Spesso lottano durante il sonno e il giorno seguente portano i segni della notte, talvolta sono smemorate simili a equilibriste sonnambule, oppure blu e parlano con l’aria mentre lavano le scale del dolore, ogni anno osservano una nuova cicatrice e accolgono il silenzio che tutti i rumori comprende. Attonite a meravigliarsi del creato, sono numerose le bambine che occupano le pagine, sia poetiche che in prosa, di Chandra Candiani. Stanno accanto agli animali, alle piante, a ciò che abita la terra oltre l’aridità umana. Rappresentano il legame, saldo e profondo, che l’infanzia ha con le voci del mondo, con l’amore e il suo contrario, con l’attitudine alla solitudine eppure vicino ad altri esseri o enti soli quanto loro. La distanza necessaria con altre forme di vita non è tuttavia isolamento, piuttosto consente di riconoscersi, proteggersi e salutarsi, di osservarsi prima del passo successivo. E di provare amore. Come accade alla protagonista del primo racconto che apre la raccolta Sogni del fiume (Einaudi, pp. 128, euro 14) da oggi in libreria in una edizione rivista (la prima era del 2001 per Vivarium) e con l’aggiunta delle bellissime e suggestive illustrazioni di Rossana Bossù.

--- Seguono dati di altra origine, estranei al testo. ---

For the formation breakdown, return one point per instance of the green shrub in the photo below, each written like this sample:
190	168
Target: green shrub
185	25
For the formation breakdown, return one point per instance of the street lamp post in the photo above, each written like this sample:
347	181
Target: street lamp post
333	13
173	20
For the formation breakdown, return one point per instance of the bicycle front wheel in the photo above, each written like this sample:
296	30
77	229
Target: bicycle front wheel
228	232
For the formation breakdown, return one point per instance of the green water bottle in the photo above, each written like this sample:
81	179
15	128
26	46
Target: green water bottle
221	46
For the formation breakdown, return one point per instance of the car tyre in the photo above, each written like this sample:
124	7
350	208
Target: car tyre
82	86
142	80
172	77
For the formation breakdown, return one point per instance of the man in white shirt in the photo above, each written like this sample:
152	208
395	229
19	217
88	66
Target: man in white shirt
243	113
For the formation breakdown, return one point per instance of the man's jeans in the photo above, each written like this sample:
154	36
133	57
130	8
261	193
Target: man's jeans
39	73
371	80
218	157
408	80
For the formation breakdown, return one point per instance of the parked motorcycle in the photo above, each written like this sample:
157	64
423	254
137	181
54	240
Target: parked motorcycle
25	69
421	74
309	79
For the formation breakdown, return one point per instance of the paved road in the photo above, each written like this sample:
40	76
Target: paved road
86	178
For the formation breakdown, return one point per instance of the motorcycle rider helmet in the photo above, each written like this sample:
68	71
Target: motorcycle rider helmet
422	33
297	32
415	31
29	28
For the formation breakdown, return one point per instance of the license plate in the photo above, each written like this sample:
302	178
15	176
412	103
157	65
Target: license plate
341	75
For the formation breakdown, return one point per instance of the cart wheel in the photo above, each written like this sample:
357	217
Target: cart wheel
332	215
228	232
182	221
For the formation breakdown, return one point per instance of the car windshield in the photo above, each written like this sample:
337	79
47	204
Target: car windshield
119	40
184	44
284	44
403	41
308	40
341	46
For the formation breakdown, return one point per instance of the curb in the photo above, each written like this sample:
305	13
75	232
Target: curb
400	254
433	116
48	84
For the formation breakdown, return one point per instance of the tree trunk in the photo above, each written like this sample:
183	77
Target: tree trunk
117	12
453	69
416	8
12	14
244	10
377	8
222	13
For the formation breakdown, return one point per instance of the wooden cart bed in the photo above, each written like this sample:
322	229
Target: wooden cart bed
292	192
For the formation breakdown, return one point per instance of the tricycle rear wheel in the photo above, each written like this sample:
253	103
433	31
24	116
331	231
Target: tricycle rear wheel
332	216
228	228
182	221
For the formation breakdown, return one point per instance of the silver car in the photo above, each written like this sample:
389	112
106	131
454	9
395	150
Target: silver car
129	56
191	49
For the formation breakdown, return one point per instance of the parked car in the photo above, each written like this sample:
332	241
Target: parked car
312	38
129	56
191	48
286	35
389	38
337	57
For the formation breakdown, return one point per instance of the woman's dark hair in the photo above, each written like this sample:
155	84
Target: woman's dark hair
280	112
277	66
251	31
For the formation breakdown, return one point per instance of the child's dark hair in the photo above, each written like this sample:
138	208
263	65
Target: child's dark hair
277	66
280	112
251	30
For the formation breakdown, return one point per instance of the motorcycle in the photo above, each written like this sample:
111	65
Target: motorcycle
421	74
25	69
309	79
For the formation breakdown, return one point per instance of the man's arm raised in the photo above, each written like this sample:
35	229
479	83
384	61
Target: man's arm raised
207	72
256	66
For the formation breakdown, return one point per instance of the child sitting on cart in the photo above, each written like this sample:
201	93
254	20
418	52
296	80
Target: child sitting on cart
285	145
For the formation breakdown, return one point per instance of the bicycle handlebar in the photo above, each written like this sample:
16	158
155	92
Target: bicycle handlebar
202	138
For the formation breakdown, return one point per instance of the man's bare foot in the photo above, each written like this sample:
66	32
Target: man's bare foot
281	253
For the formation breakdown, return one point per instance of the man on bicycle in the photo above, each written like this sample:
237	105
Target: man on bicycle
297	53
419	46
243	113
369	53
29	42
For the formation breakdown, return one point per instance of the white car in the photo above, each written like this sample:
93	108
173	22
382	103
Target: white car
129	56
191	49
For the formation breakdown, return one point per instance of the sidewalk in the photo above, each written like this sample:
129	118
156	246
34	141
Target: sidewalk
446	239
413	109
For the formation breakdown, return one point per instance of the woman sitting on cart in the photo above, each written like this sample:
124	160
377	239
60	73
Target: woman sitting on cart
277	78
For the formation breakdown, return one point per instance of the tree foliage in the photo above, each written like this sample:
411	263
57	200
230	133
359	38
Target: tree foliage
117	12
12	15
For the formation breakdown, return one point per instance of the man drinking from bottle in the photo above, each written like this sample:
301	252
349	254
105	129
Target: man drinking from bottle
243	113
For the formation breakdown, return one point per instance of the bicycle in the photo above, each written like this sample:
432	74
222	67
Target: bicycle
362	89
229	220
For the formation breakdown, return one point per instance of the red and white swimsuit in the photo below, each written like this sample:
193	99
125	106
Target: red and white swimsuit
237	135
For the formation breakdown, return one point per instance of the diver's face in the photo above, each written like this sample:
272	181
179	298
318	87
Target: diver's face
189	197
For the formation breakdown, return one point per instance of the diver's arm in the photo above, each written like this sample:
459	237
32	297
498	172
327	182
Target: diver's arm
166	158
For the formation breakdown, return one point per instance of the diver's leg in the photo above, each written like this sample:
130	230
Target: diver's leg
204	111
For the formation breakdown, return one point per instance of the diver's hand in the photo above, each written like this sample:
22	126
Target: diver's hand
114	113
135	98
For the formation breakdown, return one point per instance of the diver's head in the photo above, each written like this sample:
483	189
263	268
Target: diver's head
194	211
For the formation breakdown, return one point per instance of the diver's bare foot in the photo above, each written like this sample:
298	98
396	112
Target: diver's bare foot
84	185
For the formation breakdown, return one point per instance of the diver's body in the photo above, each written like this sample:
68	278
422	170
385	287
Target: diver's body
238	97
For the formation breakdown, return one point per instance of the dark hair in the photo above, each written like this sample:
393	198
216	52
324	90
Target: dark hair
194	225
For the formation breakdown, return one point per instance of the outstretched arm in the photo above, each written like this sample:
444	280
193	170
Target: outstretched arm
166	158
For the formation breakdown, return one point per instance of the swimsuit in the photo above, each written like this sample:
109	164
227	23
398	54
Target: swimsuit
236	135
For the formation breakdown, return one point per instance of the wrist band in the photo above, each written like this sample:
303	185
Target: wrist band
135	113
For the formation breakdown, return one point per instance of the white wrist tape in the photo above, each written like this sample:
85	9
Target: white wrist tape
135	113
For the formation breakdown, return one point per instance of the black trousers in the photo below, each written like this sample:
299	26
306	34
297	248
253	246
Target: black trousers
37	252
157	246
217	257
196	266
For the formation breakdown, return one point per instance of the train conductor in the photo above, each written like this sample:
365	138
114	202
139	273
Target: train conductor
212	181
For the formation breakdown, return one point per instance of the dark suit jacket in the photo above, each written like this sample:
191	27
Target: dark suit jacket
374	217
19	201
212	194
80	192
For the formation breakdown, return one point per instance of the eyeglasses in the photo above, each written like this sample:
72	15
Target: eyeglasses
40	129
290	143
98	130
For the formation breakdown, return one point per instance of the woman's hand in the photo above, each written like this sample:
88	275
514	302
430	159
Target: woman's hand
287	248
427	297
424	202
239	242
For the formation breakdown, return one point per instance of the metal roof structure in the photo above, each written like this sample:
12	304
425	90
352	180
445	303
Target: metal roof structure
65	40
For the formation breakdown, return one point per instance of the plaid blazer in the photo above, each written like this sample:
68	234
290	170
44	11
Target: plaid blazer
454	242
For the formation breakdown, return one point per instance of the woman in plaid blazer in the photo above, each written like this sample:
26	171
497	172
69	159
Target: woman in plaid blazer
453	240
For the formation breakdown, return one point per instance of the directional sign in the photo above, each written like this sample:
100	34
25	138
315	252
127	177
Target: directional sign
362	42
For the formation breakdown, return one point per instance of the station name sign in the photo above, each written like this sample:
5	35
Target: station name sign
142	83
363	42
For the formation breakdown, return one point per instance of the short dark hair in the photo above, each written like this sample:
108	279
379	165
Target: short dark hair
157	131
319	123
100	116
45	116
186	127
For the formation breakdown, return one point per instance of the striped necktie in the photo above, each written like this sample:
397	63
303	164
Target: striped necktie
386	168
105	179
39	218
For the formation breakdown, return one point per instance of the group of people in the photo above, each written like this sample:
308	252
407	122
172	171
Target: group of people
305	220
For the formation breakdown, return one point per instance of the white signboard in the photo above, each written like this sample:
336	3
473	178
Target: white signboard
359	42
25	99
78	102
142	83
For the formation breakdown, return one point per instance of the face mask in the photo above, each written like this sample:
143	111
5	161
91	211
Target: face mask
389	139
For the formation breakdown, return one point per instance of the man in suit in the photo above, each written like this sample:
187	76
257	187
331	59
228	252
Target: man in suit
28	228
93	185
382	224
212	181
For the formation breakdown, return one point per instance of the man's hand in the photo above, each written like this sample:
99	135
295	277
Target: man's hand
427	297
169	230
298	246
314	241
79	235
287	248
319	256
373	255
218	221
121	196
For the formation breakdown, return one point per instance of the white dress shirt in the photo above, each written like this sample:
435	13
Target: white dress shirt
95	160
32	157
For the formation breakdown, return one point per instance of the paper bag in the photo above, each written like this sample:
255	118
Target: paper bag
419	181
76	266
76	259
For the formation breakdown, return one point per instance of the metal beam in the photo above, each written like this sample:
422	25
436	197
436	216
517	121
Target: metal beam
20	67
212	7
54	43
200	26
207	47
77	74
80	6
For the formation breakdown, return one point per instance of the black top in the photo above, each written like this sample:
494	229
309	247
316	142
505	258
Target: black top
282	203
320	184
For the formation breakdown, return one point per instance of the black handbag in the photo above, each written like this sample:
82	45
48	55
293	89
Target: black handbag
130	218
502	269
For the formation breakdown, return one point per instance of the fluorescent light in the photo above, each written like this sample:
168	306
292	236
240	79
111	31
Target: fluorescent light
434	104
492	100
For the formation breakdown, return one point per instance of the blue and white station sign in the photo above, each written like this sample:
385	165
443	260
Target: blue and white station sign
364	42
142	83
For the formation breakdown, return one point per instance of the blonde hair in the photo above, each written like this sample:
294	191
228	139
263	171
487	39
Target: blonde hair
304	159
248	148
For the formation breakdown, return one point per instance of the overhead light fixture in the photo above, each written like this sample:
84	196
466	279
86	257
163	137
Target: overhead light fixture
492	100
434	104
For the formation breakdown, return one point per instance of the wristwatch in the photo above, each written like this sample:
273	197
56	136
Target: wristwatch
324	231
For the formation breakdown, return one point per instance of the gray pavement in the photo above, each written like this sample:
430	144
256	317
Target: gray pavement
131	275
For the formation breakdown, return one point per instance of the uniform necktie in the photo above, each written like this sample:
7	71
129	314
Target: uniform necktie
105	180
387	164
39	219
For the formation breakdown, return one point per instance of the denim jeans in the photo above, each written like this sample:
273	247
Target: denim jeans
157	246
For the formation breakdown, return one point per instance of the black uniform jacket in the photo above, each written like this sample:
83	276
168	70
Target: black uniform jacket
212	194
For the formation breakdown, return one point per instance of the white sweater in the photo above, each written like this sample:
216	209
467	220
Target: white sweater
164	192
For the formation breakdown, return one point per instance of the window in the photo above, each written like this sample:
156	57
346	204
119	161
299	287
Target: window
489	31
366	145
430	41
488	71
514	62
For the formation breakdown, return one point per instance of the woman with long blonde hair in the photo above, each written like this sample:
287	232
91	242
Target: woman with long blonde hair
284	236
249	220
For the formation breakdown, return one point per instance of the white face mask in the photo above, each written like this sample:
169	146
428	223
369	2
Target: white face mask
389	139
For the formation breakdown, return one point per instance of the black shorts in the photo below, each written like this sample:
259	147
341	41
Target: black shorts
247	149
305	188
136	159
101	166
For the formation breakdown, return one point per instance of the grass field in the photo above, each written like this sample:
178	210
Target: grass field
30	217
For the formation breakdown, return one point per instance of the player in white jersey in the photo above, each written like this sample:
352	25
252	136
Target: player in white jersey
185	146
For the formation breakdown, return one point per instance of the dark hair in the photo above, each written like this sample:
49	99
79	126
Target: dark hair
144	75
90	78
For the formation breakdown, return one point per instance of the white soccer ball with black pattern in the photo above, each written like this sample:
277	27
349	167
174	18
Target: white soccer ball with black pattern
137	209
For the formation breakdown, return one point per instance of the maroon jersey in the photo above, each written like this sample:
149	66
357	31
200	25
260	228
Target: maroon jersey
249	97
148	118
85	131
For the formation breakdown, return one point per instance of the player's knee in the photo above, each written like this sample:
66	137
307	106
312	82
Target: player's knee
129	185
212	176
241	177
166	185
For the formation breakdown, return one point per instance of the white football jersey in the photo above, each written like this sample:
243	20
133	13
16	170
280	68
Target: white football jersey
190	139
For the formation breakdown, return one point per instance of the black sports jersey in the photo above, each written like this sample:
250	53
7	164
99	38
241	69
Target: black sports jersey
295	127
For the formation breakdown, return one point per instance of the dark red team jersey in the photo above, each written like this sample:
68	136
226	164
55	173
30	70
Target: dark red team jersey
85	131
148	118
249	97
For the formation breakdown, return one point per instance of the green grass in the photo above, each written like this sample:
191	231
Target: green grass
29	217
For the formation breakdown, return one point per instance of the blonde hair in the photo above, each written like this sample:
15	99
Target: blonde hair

SI TRATTA di una parabola lieve nel cui centro vi è appunto una bambina che si appassiona a un corso d’acqua. Lui le dice che non è possibile, questo amore, ma lei ha occhi liberi e dunque sa ciò che un’innamorata deve sapere: conosce il nome dell’amato, lo pronuncia nella mente, senza parole, insieme alla promessa di corrergli accanto. Sempremai, così si chiama il fiume. Sempre e mai, queste le due parole che lui le scrive sulle mani. Spiritualmente irrequiete, e per questo erranti, le creature che aleggiano nelle pagine di Chandra Candiani non pretendono niente tranne l’attesa di potersi finalmente dire intere, stando al cospetto di un ardore, che lo si debba avvertire «fino alle braci» (incontrate in Il silenzio è cosa viva – Einaudi, 2018) o nel vento d’Africa (lo ritroviamo in Sogni del fiume) che un mattino qualunque, dopo tanto aspettare, arriva a trasmutare la sorte di una rosa selvatica portandola nel deserto.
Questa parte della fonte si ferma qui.